All Articles

Server Monitoring with Munin

Introduction

Server monitoring is a useful task that is performed by server administrators. Server monitoring involves keeping a check on the various parts of a server such as its CPU, Memory, Hard Disk, Network Traffic, Services and more. Server monitoring can avoid problems that can disrupt services. For example a timely alert for a failing hard disk can allow the server administrator to replace the hard drive before its too late.

Munin is a well know server monitoring tool that allows monitoring all aspects of a server. Although it is regarded as a network monitoring tool, it can do much more than monitor network traffic.
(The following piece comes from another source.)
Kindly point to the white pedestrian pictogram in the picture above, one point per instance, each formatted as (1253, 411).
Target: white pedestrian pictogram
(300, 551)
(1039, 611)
It can infact monitor most services. These services may be on switches, routers or servers. Munin uses Round Robin Database (RRD) tool for storing the data.

Munin works by collecting data from the services being monitored. This data is stored in RRD files. The data in these files is then displayed on graphs. Round Robin Database (RRD) tool is a standard for storing data which varies with time such as network bandwidth, CPU load, temperature etc.

Architecture

The Munin architecture consists of three main parts. The Munin master, the Munin Node and Munin plugins. The Munin master and nodes have a client server relationship. In a typical Munin installation, there is one Munin master and one or more Munin nodes. The Munin nodes may collect data from remote devices such as switches, routers, firewalls, gateways etc using standard protocols such as SNMP and SSH.

The job of the Munin master is to poll the Munin nodes at regular intervals for data. It stores the data in RRD files. It sends alerts in case the data values exceed certain thresholds. For example it can send an email if the CPU usage exceeds a certain value.

The Munin master also generates graphs from the data. It consists of following components: munin-cron is the main script that runs the Munin master. It is run every 5 minutes by default. It calls the scripts munin-update which collects data from Munin nodes and munin-limit which checks if the data values are within the threshold limits.

The Munin node runs on one or more servers as a cron job. It listens on TCP port 4949. It executes the Munin plugins and returns the data for each plugin to the Munin server.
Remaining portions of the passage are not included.